君ありて幸福 【完】




そして考えてしまえば当然のこと、苦しくなる。


切なくなる。悲しくなる。辛くなる。



そう思ったところで千鶴さんには関係ないし、どうなるってわけではないし、考えなければいいじゃん。ともなるかもしれないけど、あたしだって出来ることなら婚約者がいる現実からなんて逃げたい。




だけど千鶴さんの事を考えていたら必然的に婚約者の事も考えてしまうから逃げようもない。




そもそも逃げるとか逃げないとかの問題でもないとも思うし、婚約者がいる人に想いを寄せる事は許されるのか疑問でもある。

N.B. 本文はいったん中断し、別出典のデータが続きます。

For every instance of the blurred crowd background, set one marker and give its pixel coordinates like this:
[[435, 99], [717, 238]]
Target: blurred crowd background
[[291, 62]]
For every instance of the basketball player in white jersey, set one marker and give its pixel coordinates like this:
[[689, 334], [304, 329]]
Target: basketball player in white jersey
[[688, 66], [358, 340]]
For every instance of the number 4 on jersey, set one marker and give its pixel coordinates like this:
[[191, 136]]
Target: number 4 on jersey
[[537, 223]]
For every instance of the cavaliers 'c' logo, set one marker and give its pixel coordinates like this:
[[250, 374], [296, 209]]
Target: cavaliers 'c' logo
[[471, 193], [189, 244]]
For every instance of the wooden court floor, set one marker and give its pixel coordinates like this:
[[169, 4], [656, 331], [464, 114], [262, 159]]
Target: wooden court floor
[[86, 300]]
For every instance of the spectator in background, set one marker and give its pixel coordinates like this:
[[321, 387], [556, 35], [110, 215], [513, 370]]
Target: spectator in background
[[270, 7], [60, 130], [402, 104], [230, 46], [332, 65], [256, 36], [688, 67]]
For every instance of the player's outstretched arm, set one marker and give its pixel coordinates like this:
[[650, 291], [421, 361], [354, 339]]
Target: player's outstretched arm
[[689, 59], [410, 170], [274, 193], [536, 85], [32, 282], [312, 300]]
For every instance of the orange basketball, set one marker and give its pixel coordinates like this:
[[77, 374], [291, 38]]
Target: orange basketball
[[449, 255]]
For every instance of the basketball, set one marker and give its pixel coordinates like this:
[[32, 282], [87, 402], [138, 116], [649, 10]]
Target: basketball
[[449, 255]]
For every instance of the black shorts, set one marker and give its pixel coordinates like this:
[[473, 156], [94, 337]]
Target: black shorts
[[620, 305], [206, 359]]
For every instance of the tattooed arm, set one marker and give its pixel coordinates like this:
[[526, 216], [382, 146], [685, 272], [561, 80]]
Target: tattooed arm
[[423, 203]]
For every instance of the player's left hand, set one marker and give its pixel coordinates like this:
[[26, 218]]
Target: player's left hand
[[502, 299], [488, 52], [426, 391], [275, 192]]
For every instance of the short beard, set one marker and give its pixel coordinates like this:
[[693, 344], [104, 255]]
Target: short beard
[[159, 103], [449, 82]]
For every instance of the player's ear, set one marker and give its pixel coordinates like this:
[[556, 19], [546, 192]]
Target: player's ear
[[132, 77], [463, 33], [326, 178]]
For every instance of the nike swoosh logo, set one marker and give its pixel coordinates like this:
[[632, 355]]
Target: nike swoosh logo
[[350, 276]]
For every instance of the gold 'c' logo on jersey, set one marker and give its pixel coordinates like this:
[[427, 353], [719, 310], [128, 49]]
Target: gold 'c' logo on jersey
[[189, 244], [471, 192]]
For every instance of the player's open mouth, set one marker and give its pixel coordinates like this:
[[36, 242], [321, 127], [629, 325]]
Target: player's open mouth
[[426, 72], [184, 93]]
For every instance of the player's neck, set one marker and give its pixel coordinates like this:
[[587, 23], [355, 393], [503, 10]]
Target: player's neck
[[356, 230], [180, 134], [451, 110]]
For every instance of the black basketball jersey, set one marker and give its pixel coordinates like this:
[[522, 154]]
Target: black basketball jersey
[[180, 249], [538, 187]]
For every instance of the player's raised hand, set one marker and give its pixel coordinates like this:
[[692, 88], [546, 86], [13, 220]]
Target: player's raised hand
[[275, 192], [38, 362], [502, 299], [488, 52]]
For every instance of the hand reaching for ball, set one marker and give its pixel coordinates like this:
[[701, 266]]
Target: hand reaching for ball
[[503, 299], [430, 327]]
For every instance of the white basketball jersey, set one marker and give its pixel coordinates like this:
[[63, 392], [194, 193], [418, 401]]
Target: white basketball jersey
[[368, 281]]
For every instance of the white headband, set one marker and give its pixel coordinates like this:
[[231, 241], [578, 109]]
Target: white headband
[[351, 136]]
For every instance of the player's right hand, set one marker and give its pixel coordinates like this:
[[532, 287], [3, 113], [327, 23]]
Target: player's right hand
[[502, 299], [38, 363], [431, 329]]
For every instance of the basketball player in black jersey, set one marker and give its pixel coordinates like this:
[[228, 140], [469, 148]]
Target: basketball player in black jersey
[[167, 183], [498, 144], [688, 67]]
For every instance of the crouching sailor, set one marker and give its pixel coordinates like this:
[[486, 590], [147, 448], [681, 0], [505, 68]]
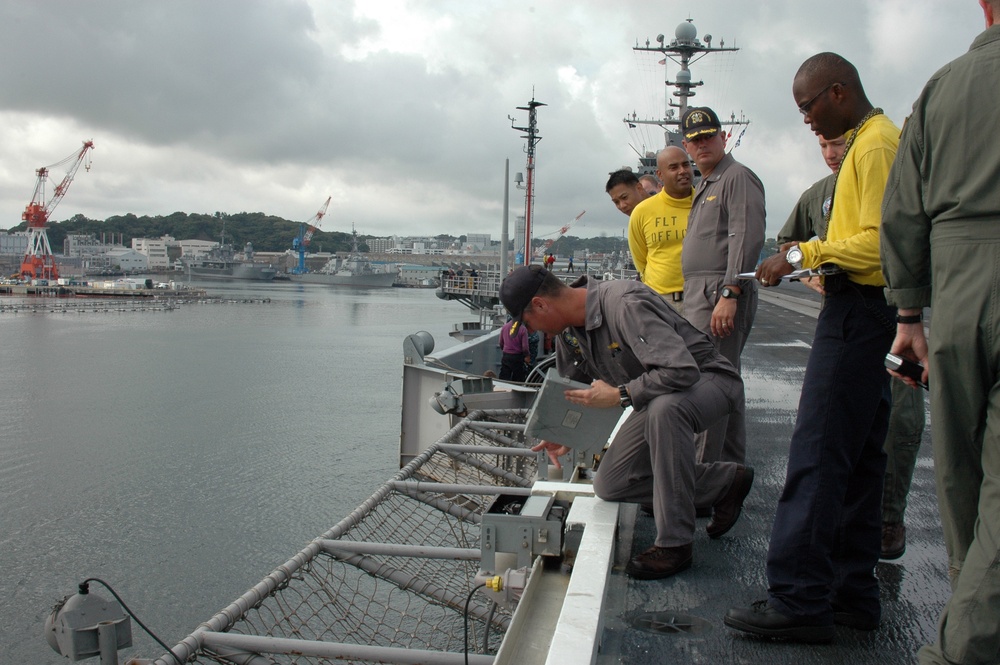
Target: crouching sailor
[[635, 350]]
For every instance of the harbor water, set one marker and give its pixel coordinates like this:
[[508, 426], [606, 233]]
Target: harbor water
[[182, 455]]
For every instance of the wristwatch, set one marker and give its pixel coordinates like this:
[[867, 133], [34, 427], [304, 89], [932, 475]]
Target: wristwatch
[[623, 398], [794, 257]]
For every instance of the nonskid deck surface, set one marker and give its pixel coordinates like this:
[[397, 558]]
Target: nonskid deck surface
[[679, 620]]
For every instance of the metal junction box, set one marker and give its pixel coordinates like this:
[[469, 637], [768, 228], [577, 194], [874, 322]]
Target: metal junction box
[[524, 526]]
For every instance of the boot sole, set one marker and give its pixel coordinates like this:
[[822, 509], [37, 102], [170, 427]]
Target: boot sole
[[807, 634], [654, 575]]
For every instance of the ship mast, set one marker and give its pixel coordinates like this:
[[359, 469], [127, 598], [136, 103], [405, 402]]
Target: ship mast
[[532, 137], [684, 50]]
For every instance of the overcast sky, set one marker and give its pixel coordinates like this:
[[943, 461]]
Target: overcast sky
[[398, 109]]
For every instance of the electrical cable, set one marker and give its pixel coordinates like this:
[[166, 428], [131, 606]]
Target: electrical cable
[[466, 621], [85, 589]]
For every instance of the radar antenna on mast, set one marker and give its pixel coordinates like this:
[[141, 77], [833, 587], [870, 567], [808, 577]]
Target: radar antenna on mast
[[38, 262], [683, 50]]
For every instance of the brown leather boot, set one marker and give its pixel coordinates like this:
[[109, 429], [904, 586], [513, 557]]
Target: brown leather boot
[[658, 562], [893, 540]]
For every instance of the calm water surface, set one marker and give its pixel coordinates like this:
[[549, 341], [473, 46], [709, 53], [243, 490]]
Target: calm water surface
[[182, 455]]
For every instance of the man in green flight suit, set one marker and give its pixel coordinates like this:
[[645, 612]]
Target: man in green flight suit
[[941, 247]]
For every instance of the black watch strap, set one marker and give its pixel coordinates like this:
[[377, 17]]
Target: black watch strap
[[623, 397]]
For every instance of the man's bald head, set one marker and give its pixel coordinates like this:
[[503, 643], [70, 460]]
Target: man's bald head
[[825, 68], [828, 91], [673, 168]]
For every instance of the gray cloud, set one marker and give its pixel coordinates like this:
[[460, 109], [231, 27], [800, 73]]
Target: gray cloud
[[272, 105]]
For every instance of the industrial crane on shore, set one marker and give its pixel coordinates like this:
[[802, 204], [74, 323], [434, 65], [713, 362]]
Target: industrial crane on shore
[[558, 234], [306, 231], [38, 262]]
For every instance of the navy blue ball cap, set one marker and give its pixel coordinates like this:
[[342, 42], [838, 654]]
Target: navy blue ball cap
[[520, 286], [700, 121]]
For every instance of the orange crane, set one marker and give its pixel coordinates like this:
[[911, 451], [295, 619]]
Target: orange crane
[[306, 231], [38, 262], [558, 234]]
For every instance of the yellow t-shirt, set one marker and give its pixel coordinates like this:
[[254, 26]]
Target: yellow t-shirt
[[655, 231], [852, 238]]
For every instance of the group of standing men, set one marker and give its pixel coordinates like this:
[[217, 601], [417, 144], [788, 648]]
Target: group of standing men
[[906, 224]]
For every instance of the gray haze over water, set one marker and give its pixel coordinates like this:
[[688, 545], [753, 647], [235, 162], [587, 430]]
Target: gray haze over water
[[183, 455]]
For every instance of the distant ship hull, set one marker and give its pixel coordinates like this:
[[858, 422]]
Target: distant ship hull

千鶴さんから別れを告げられるまでは知らないフリをする。なんてただの強がり。




本当は知らないフリなんて出来なくて、

婚約者の事を考えないなんて出来なくて。




千鶴さんに会えば嬉しいって気持ちと切ない気持ちが入り交じるんだ。






「─────⋯⋯聞いてるか?」


「えっ、!あ⋯すみません、ちょっとぼーっとしてて」


「最近多くないか?」


「そうですか?ちょっと今授業が難しいのでそのせいかもしれないです⋯」




こんな会話も増えた。

千鶴さんと話をしててもいつの間にか頭の中は婚約者の事でいっぱいになっているんだ。